Zarzuty posiadania w celu rozpowszechniania przedmiotów zawierających treści antysemickie usłyszeli dziś 36-letnia kobieta i 25-letni mężczyzna ze sklepu, prowadzonego przez fanatyków Widzewa Łódź. Odpowiedzą także za znieważenie grupy ludności z powodu przynależności narodowej.
Podejrzanym grożą 3 lata więzienia i przepadek przedmiotów z antysemickimi hasłami. Poza tym dwoje łodzian ma policyjny dozór i nie może sprzedawać żadnych piłkarskich gadżetów, a mężczyzna, który podejrzany jest także o produkowanie koszulek i szalików z obraźliwą treścią, nie może zajmować się taką działalnością. Prokuratorzy ustalają też, gdzie powstawały przedmioty z antysemickimi hasłami i ile takich gadżetów trafiło na rynek.
Łódzka policja zatrzymała podejrzanych w czwartek po informacji, że w sklepie mogą być sprzedawane koszulki i szaliki z antysemickimi i wulgarnymi hasłami.

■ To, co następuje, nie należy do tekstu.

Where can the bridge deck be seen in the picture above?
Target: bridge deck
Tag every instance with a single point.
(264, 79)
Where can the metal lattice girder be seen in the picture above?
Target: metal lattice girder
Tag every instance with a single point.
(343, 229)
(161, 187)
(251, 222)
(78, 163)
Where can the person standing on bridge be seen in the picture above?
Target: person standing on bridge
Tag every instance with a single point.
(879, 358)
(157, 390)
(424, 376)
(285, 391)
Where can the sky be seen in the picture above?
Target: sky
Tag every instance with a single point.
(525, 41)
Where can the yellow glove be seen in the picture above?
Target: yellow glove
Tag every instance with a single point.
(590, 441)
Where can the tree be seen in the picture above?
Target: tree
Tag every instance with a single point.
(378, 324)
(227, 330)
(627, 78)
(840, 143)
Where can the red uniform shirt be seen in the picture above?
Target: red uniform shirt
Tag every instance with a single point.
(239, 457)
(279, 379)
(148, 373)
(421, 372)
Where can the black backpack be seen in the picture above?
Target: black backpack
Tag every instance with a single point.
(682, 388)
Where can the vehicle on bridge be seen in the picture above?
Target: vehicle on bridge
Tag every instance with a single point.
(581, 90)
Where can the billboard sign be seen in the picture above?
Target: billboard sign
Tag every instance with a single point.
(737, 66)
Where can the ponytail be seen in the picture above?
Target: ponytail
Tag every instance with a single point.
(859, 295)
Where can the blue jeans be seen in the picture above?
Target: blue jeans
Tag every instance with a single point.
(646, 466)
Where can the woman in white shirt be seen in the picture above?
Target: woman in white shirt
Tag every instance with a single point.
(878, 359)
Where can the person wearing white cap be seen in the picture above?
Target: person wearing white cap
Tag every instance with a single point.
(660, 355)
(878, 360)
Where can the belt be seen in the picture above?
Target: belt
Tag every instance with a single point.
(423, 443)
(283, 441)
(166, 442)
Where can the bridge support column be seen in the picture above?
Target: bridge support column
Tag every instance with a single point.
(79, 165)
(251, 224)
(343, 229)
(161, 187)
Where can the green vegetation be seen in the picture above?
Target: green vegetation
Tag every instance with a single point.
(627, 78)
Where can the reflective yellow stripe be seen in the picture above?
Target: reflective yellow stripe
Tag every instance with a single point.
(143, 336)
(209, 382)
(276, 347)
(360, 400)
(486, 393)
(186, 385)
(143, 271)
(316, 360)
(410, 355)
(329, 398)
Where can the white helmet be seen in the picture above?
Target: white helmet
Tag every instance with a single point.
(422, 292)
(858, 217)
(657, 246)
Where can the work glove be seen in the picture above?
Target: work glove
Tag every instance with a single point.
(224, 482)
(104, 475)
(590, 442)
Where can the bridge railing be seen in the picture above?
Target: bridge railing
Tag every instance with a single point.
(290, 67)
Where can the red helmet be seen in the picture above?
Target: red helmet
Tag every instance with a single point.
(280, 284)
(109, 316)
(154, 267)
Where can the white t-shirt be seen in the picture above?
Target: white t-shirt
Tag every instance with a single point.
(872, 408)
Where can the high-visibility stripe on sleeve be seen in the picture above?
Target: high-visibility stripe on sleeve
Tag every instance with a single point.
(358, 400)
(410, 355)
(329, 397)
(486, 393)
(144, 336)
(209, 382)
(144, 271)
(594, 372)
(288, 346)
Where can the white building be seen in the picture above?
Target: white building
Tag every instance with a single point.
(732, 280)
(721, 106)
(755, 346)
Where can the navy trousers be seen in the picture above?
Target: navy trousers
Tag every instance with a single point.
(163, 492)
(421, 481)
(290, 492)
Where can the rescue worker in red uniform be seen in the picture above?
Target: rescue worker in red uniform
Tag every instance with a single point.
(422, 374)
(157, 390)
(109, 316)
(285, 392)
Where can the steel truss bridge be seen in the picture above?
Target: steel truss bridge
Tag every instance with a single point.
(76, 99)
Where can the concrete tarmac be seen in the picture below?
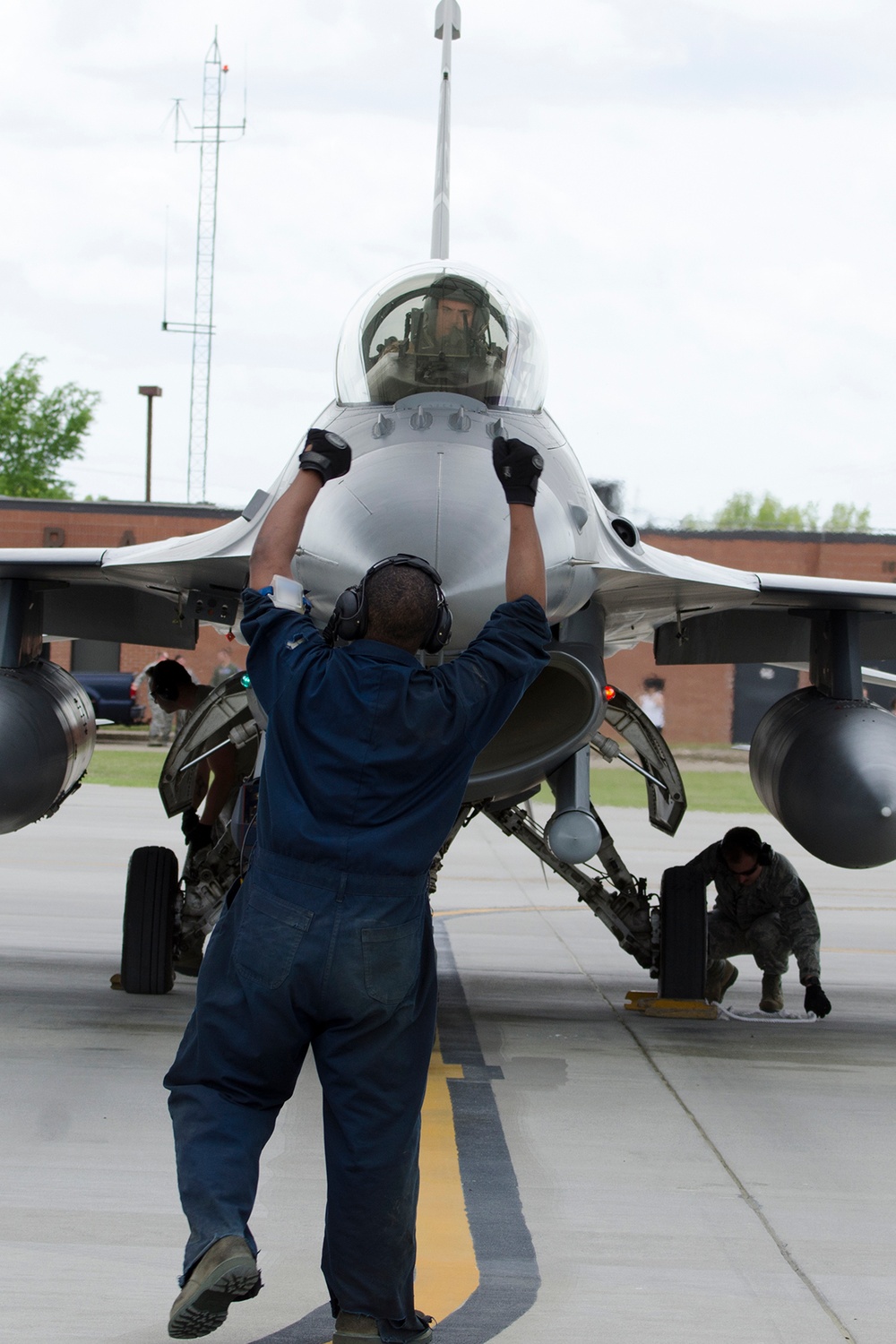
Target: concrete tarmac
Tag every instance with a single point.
(625, 1177)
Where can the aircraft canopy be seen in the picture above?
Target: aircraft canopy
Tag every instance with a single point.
(438, 327)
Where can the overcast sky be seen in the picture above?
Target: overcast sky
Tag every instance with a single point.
(697, 199)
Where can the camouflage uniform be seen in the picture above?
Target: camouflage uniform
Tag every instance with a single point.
(771, 917)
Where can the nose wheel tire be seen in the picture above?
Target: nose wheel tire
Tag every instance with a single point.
(148, 930)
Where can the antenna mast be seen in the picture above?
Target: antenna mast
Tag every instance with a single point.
(202, 328)
(447, 31)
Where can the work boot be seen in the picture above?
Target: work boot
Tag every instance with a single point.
(352, 1328)
(772, 997)
(720, 978)
(228, 1273)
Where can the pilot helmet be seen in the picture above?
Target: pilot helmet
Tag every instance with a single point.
(454, 319)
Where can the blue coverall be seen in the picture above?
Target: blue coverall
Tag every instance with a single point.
(330, 940)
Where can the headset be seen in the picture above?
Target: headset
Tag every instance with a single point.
(351, 612)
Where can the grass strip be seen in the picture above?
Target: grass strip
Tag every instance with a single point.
(128, 769)
(707, 790)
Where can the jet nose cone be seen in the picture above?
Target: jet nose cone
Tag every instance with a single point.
(437, 500)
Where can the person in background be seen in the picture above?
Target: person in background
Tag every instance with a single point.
(653, 701)
(160, 722)
(762, 908)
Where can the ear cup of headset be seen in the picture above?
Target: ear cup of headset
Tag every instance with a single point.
(441, 632)
(351, 612)
(349, 616)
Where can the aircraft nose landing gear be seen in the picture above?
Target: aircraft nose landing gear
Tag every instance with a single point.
(148, 929)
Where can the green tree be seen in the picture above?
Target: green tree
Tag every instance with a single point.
(39, 432)
(848, 518)
(745, 513)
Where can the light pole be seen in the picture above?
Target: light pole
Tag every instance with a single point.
(150, 392)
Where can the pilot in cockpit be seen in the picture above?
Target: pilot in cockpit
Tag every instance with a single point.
(447, 346)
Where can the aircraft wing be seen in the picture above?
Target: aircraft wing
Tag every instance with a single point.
(694, 612)
(139, 594)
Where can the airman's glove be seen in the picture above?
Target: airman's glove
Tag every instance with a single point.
(517, 467)
(815, 1000)
(196, 835)
(325, 453)
(188, 820)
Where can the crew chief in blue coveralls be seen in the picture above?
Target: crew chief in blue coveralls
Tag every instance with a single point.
(330, 941)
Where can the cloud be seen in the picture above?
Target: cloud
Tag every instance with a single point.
(696, 199)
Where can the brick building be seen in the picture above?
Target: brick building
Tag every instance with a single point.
(700, 701)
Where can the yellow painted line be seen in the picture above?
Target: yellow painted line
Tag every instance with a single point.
(446, 1269)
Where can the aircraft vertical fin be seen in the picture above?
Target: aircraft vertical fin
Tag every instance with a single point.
(447, 32)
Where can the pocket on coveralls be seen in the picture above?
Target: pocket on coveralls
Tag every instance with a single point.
(269, 937)
(392, 961)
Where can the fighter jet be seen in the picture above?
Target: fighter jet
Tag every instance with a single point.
(433, 363)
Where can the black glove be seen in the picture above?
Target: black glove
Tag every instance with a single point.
(196, 835)
(517, 467)
(325, 453)
(817, 1000)
(188, 822)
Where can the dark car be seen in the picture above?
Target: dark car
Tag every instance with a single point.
(113, 695)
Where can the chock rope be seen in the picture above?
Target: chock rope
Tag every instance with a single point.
(786, 1018)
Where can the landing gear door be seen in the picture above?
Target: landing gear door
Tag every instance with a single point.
(665, 806)
(226, 715)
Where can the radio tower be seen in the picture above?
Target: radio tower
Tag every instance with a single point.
(202, 328)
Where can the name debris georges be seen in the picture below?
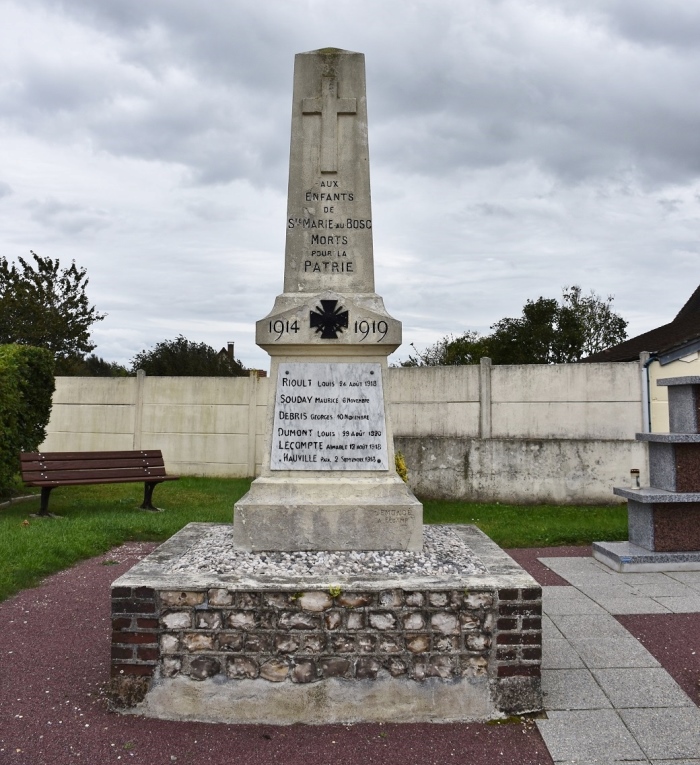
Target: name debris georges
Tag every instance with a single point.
(329, 417)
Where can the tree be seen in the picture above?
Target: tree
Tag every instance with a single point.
(92, 366)
(468, 348)
(26, 388)
(603, 328)
(44, 305)
(182, 358)
(547, 332)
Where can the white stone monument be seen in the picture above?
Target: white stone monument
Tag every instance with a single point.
(328, 480)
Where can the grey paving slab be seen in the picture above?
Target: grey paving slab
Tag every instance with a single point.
(665, 733)
(572, 689)
(641, 687)
(578, 570)
(559, 654)
(588, 734)
(680, 605)
(668, 588)
(691, 578)
(608, 590)
(567, 600)
(633, 605)
(588, 625)
(613, 652)
(549, 629)
(603, 760)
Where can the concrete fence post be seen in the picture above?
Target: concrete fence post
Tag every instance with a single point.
(644, 357)
(252, 419)
(485, 397)
(138, 407)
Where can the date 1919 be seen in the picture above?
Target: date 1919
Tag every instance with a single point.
(367, 328)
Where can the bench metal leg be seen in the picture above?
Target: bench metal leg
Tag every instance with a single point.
(148, 496)
(45, 493)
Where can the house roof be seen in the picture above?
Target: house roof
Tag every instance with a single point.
(684, 329)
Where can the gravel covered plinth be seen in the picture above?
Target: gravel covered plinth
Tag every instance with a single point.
(444, 552)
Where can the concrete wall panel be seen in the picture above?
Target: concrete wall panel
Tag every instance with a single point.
(436, 419)
(571, 419)
(527, 471)
(430, 384)
(566, 382)
(110, 391)
(195, 390)
(195, 418)
(92, 418)
(180, 447)
(87, 442)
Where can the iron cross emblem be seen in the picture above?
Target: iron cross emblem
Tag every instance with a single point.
(329, 320)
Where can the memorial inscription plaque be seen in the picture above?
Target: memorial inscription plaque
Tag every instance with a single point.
(329, 417)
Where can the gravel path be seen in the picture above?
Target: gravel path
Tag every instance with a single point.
(54, 660)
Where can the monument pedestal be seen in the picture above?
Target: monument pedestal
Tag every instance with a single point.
(452, 634)
(322, 512)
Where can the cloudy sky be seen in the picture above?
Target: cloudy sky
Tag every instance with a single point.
(517, 146)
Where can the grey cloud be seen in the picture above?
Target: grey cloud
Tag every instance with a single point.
(66, 217)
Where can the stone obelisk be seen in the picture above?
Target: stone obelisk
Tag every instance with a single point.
(328, 480)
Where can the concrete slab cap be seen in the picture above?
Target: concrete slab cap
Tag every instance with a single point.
(558, 654)
(641, 687)
(581, 735)
(613, 652)
(664, 589)
(572, 689)
(665, 733)
(625, 557)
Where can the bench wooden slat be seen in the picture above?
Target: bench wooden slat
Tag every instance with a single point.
(82, 456)
(135, 473)
(51, 469)
(44, 465)
(140, 479)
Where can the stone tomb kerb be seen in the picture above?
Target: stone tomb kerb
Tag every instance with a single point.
(328, 479)
(326, 601)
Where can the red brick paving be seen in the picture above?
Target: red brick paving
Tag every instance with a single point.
(54, 660)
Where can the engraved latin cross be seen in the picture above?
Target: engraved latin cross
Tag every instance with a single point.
(329, 106)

Sklep jest prowadzony przez fanatyków klubu Widzew Łódź. Podejrzani to sprzedawca i kobieta, upoważniona przez właściciela do zajmowania się sklepem. W piątek podejrzani usłyszeli zarzuty przechowywania przedmiotów, zawierających treści mogące służyć do nawoływania do nienawiści na tle różnic narodowościowych i zarzuty znieważania z powodu przynależności narodowej - poinformował rzecznik łódzkiej Prokuratury Okręgowej Krzysztof Kopania. Przedmioty znalezione w sklepie, a które potwierdzają podejrzenie o popełnieniu przestępstw, zostały zabezpieczone, bo przepisy przewidują obligatoryjny przepadek takich rzeczy - dodał.
Sklep z piłkarskimi gadżetami mieści się bardzo blisko stadionu Widzewa. Placówka sąsiaduje ze sklepem, gdzie można kupić oficjalne koszulki drużyny.